A century and a half after the conclusion of the Civil War, the legacy of the Confederate States of America continues to influence national politics in profound ways. Drawing on magazines such as Southern Partisan and publications from the secessionist organization League of the South, as well as DixieNet and additional newsletters and websites, Neo-Confederacy probes the veneer of this movement to reveal goals far more extensive than a mere celebration of ancestry. Incorporating groundbreaking essays on the Neo-Confederacy movement, this eye-opening work encompasses such topics as literature and music; the ethnic and cultural claims of white, Anglo-Celtic southerners; gender and sexuality; the origins and development of the movement and its tenets; and ultimately its nationalization into a far-reaching factor in reactionary conservative politics.
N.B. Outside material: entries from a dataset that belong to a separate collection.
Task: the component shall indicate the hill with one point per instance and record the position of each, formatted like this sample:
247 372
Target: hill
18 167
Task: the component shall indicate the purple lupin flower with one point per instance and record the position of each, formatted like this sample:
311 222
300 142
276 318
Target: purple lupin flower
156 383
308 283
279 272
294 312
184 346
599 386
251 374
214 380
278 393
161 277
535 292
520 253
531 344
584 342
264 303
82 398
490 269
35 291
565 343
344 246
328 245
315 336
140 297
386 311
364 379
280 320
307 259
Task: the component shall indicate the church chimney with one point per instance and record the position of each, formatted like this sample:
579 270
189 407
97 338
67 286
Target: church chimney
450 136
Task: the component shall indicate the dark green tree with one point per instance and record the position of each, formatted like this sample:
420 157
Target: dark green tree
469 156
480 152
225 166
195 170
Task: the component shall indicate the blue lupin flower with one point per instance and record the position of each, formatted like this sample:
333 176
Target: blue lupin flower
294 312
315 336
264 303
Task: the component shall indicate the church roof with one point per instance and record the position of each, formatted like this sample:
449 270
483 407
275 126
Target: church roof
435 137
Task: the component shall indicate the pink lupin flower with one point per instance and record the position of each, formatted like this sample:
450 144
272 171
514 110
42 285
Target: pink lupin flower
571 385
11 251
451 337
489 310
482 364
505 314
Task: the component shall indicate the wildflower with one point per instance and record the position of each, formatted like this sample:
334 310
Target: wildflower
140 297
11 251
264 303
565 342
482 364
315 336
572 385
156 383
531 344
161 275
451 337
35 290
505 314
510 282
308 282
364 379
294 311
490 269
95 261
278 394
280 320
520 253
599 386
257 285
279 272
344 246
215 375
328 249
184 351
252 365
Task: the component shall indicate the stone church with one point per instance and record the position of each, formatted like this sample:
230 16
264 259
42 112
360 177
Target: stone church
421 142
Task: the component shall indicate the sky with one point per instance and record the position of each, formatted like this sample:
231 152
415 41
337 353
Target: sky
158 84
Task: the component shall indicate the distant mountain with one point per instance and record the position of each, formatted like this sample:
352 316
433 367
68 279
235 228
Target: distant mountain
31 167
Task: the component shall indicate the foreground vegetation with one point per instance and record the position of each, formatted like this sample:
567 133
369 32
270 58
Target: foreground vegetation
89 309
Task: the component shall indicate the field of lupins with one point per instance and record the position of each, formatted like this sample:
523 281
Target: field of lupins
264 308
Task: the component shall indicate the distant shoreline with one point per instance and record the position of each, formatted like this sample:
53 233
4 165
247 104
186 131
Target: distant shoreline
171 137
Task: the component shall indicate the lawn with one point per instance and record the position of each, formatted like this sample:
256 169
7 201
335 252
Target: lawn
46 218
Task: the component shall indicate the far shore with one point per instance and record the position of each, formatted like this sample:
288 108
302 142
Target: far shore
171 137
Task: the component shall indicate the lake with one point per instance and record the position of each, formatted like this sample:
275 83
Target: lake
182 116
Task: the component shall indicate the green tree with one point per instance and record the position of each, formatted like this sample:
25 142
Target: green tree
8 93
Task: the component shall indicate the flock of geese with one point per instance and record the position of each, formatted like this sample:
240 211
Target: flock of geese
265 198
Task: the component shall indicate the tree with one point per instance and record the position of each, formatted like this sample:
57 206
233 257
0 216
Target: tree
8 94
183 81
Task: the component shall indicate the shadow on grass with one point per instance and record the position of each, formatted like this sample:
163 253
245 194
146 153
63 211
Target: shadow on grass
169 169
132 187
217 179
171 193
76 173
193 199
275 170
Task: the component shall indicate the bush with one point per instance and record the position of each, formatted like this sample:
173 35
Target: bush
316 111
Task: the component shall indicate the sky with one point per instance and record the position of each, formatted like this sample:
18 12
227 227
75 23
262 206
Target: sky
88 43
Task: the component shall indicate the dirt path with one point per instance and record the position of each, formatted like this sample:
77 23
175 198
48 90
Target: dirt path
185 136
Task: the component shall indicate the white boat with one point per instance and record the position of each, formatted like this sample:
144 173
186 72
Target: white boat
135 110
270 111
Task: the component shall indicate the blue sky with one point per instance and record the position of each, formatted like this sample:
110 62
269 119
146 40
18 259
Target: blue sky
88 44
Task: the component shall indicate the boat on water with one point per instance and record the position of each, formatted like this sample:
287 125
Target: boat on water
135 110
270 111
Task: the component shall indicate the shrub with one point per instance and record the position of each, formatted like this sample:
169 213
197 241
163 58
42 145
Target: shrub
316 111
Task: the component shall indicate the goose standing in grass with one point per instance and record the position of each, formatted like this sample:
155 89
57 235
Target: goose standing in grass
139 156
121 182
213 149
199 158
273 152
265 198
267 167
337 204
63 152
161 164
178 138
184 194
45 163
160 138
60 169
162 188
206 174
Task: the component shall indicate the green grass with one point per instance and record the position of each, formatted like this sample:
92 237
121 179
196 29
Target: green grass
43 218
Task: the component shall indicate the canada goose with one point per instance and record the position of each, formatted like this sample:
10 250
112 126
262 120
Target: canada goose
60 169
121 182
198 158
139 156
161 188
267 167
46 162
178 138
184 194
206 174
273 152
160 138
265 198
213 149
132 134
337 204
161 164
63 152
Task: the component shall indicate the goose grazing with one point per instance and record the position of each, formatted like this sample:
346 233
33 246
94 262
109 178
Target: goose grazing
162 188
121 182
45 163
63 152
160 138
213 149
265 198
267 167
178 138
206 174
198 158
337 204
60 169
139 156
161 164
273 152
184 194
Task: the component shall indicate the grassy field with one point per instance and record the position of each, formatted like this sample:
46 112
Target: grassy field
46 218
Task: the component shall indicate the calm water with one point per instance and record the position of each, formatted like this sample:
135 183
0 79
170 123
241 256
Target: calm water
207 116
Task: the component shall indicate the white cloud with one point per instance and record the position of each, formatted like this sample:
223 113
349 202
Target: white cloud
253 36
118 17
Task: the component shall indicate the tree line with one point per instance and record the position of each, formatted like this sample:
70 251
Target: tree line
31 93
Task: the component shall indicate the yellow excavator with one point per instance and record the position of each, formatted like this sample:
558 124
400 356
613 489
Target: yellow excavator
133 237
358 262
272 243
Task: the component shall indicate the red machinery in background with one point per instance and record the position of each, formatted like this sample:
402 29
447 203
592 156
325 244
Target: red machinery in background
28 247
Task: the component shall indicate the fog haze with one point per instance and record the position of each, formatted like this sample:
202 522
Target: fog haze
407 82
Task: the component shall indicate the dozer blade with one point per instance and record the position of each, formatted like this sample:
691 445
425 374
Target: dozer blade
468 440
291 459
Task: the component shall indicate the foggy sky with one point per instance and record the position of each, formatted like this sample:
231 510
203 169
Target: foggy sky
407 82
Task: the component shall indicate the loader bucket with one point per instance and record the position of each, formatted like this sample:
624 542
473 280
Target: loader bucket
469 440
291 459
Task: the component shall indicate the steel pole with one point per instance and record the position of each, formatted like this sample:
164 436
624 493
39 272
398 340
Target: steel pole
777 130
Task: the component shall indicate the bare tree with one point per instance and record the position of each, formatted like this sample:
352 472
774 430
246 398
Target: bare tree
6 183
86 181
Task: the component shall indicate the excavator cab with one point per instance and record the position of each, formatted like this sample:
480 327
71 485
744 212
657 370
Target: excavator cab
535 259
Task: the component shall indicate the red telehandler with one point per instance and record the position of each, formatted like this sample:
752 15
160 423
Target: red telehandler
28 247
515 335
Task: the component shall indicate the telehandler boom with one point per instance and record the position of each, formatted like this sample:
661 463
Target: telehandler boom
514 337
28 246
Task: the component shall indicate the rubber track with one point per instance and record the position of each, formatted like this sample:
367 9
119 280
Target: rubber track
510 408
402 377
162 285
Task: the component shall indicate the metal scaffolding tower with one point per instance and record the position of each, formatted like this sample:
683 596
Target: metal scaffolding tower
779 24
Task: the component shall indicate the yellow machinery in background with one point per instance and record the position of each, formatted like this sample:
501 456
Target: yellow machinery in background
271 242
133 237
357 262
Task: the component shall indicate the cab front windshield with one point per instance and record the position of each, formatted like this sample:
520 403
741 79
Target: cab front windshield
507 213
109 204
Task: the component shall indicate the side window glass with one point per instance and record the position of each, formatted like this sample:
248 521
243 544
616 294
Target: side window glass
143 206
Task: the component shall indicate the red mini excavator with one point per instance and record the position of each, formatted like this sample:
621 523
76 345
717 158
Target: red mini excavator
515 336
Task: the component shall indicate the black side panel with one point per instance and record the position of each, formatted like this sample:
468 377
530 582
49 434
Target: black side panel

The first book-length study of this powerful sociological phenomenon, Neo-Confederacy raises crucial questions about the mainstreaming of an ideology that, founded on notions of white supremacy, has made curiously strong inroads throughout the realms of sexist, homophobic, anti-immigrant, and often "orthodox" Christian populations that would otherwise have no affiliation with the regionality or heritage traditionally associated with Confederate history.